Second, it’s inconsequential. If a chatbot can deliver passable performance at a job at 1% of the cost of a human, it’s going to cause a massive problem for human workers whether it has a mortal soul or not. If generative AI is pumping the internet with slop, that sucks whether the AI is doing it out of malevolent intent or a million dot products.
skywhopper
Is there a debate? No, they do not “understand”.
One effect of this technology being almost totally opaque, non-explainable, and also nondeterministic is that most of the arguments for it (and maybe most against it?) take on an anecdotal character.
I was surprised to hear Dr.
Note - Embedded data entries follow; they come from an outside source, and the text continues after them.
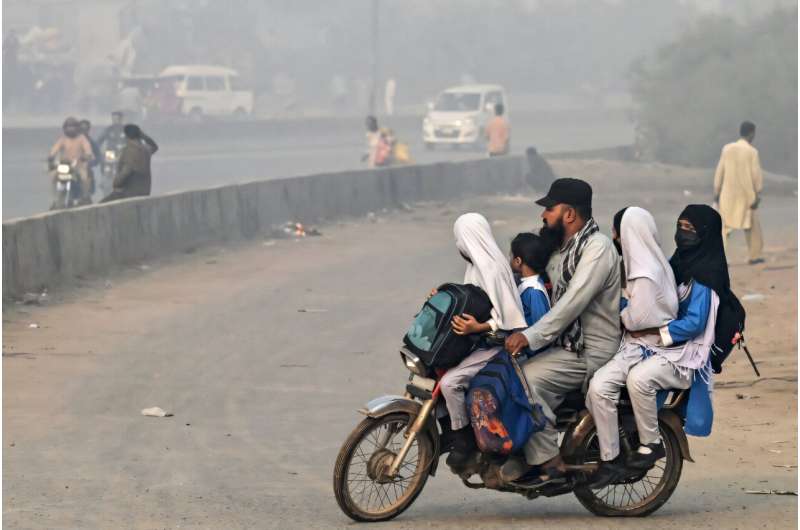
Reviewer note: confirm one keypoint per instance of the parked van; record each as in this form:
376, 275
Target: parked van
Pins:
207, 90
460, 114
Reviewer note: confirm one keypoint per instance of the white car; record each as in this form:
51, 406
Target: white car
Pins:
459, 115
208, 91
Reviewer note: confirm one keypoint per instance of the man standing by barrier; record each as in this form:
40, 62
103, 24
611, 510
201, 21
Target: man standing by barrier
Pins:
498, 133
133, 173
738, 182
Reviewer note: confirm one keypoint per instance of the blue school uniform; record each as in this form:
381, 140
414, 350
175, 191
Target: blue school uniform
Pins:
693, 311
535, 302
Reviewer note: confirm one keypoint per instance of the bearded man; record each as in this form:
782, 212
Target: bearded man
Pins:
582, 326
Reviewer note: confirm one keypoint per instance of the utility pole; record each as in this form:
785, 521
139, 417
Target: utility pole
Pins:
374, 59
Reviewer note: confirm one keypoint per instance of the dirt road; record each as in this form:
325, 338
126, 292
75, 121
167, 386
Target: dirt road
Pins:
263, 395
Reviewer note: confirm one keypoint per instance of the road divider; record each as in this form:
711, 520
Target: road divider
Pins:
54, 248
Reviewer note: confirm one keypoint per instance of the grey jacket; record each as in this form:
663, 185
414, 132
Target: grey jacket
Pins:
593, 294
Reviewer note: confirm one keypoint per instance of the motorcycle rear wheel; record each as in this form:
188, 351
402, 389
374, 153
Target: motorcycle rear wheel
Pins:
360, 491
636, 497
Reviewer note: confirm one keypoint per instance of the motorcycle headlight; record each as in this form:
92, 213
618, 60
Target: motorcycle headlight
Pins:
413, 363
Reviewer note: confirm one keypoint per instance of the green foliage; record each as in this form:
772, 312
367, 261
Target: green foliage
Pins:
692, 94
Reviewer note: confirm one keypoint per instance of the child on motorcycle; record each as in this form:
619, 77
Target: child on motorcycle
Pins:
488, 269
529, 256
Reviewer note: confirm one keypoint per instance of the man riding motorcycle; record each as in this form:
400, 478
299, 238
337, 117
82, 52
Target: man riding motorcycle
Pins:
582, 326
111, 143
86, 130
74, 149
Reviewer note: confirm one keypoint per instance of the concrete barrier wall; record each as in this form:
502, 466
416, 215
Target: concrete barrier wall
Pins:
53, 248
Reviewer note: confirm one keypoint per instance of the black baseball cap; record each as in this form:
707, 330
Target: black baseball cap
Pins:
574, 192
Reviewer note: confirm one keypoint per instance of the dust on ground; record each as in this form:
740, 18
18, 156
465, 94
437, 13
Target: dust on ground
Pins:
215, 336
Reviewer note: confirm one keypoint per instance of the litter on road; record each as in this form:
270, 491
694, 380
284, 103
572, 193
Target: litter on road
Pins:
771, 492
156, 412
753, 297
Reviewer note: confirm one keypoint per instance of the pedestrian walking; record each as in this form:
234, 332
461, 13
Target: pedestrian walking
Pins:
738, 183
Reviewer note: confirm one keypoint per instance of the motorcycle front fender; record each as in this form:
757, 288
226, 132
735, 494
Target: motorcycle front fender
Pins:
390, 404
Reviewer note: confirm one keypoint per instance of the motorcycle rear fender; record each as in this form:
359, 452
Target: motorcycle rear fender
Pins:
580, 429
385, 405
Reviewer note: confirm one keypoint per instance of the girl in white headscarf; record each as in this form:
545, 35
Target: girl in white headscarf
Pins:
652, 302
487, 268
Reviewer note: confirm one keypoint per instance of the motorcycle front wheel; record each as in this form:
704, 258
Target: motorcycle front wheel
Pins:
638, 495
362, 489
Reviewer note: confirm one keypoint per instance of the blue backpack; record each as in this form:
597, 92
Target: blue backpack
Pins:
501, 415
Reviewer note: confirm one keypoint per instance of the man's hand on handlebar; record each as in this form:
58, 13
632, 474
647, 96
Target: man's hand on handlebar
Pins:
643, 332
516, 343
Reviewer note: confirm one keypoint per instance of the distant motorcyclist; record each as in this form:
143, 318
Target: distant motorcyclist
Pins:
74, 149
133, 174
86, 127
113, 135
111, 143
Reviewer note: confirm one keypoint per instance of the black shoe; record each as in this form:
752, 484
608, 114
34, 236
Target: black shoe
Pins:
462, 446
608, 472
644, 461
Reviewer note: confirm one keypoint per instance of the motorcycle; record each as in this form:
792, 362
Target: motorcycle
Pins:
68, 187
385, 463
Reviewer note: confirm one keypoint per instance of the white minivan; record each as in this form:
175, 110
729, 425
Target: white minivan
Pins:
459, 115
208, 90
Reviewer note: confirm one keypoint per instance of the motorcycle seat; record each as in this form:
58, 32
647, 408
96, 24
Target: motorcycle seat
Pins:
567, 412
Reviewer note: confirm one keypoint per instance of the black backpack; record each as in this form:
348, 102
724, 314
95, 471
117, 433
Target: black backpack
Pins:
431, 336
728, 330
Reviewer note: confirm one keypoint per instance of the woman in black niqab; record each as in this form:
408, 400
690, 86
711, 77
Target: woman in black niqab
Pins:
704, 261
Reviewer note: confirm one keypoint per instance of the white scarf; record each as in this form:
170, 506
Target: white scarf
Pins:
488, 269
644, 258
694, 354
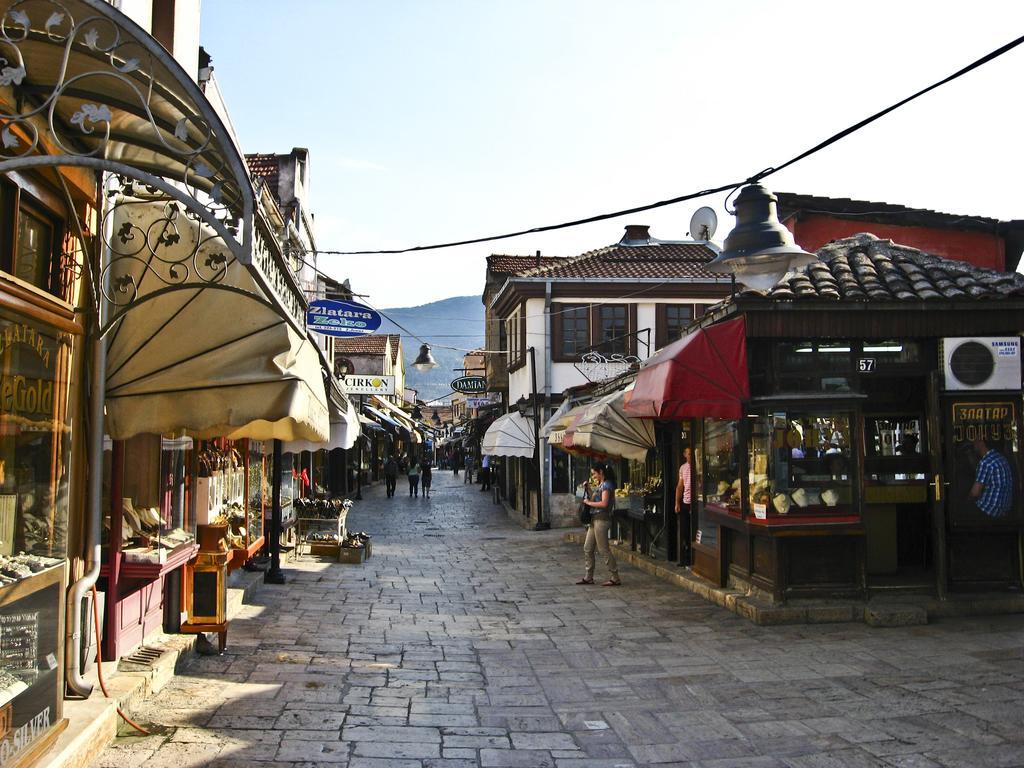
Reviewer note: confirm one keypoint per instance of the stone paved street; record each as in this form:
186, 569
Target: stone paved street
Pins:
464, 642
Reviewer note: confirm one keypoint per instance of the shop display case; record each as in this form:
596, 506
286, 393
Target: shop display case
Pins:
722, 481
155, 527
35, 451
800, 465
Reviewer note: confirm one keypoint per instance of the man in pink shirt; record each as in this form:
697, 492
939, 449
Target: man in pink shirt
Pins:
683, 500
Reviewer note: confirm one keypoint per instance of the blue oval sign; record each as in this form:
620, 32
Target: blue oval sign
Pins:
333, 317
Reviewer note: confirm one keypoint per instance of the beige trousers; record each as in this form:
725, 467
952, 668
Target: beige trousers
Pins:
597, 537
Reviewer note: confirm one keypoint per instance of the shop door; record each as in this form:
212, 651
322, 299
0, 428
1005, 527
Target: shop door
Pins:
897, 514
938, 485
982, 529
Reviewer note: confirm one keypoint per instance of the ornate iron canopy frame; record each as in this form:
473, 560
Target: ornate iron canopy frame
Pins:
91, 89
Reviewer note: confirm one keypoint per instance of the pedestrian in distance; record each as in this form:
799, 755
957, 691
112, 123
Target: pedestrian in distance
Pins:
485, 473
992, 491
414, 477
390, 475
426, 478
684, 497
599, 495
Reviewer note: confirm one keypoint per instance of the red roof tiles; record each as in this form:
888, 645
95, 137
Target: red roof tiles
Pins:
864, 267
373, 344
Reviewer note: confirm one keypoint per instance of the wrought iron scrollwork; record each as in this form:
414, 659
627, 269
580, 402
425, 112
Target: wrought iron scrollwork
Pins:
597, 367
154, 242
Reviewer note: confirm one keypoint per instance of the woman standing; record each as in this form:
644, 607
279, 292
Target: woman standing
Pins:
601, 502
427, 475
414, 476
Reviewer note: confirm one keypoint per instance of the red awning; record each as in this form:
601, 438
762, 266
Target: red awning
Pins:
702, 374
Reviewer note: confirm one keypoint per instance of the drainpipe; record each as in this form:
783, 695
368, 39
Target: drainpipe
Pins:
74, 681
546, 450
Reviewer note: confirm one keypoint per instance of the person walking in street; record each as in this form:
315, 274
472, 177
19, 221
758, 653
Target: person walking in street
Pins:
485, 473
390, 475
414, 476
600, 497
426, 478
684, 497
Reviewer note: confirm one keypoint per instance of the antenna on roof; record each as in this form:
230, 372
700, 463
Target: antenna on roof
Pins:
702, 223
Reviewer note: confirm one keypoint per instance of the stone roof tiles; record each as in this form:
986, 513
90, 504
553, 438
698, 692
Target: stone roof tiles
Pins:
660, 260
865, 267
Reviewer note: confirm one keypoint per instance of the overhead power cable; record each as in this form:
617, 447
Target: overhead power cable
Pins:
704, 193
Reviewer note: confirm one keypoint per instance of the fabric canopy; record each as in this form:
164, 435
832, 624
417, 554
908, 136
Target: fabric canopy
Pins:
214, 360
702, 374
369, 425
344, 431
605, 428
511, 434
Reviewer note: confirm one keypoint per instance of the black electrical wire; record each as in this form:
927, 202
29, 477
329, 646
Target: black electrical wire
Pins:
704, 193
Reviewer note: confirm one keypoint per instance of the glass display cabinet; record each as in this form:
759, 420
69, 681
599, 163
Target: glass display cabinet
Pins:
35, 451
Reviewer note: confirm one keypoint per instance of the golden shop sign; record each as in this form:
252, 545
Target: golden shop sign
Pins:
22, 392
992, 422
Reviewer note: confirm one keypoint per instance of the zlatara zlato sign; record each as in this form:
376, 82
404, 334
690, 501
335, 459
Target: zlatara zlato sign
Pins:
345, 318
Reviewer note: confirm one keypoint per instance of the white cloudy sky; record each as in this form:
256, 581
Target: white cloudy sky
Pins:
436, 120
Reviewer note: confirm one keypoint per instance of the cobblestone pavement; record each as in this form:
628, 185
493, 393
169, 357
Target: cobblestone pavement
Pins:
463, 642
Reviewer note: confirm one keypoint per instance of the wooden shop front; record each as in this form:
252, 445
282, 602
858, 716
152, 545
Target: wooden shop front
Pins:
848, 464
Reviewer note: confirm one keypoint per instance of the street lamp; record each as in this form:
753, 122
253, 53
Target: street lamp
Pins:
425, 360
759, 251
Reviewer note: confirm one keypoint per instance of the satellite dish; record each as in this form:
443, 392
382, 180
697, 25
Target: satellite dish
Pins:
702, 223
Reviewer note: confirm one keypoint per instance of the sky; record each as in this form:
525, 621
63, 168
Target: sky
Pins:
429, 121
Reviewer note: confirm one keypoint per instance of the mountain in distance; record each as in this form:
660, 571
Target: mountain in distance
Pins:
450, 323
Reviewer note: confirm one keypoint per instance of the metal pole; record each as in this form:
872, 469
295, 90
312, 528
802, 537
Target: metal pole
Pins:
274, 574
541, 523
358, 462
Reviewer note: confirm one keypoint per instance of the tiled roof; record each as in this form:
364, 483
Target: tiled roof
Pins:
266, 167
506, 264
879, 212
662, 260
373, 344
865, 267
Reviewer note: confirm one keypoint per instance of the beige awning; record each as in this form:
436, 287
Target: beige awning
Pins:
345, 430
214, 359
510, 434
605, 428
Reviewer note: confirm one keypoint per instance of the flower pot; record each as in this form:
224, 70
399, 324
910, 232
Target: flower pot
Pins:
212, 538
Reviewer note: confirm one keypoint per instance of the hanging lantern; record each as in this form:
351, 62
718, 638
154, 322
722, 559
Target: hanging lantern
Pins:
425, 360
759, 251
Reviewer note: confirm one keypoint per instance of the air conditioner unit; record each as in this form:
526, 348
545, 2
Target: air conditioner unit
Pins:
982, 363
Bubeck, who is in kind of a privileged position wrt OpenAI and obviously an accomplished scientist, essentially saying things like "I tried asking it X and I am pretty sure it's not in the training set, and it worked, therefore I think it understands".
A really big problem with the anecdata approach to proving out AI is alluded to in Dr. Bender's story about the "Everything in the Whole Wide World" museum (for those who didn't watch, Grover the muppet goes to the aforementioned museum, sees many things — but not "everything", then walks through a door labeled "Everything Else" that leads outside). That is, no individual prompt-and-response can be relied on to inform about another prompt-and-response that you haven't yet tried. And with nondeterminism, you can't even rely on that prompt-and-response to remain stable. But a failed prompt also carries the possibility that a tweaked prompt could produce a success. So (as we saw with the twitter post yesterday complaining about LLMs not working well that was both heavily upvoted and heavily contested in the comments), we are in a world where nobody can say much except to provide anecdotes of the thing failing or succeeding or having characteristic Y, which are exercises in narrative construction to support or oppose investment, not principled discussion.